George T. Morgan ¹ Lucas Low ¹ Arul Ramasamy ^1,2,3 Spyros D. Masouros ^1*

• ¹ Department of Bioengineering, Imperial College London, London, United Kingdom
• ² Academic Department of Military Trauma and Orthopaedics, Royal Centre for Defence Medicine, ICT Centre, Birmingham, United Kingdom
• ³ Trauma and Orthopaedics, Milton Keynes Hospital NHS Foundation Trust, Milton Keynes, United Kingdom

Fracture healing is a complex process which sometimes results in non-unions, leading to prolonged disability and high morbidity. Traditional methods of optimizing fracture treatments, such as in vitro benchtop testing and in vivo randomized controlled trials, face limitations, particularly in evaluating the entire healing process.
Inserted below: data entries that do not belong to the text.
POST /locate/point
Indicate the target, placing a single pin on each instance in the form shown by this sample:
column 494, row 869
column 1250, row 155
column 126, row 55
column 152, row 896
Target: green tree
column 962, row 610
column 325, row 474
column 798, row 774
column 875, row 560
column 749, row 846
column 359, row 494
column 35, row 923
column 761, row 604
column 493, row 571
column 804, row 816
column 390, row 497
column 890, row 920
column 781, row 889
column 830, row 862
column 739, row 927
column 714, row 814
This study introduces a novel, strain-based fracture-healing algorithm designed to predict a wide range of healing outcomes, including both successful unions and non-unions. The algorithm uses principal strains as mechanical stimuli to simulate fracture healing in response to local mechanical environments within the callus region. The model demonstrates good agreement with experimental data from ovine metatarsal osteotomies across six fracture cases with varying gap widths and inter-fragmentary strains, replicates physiological bony growth patterns, and is independent of the initial callus geometry. This computational approach provides a framework for developing new fracture-fixation devices, aid in pre-surgical planning, and optimize rehabilitation strategies.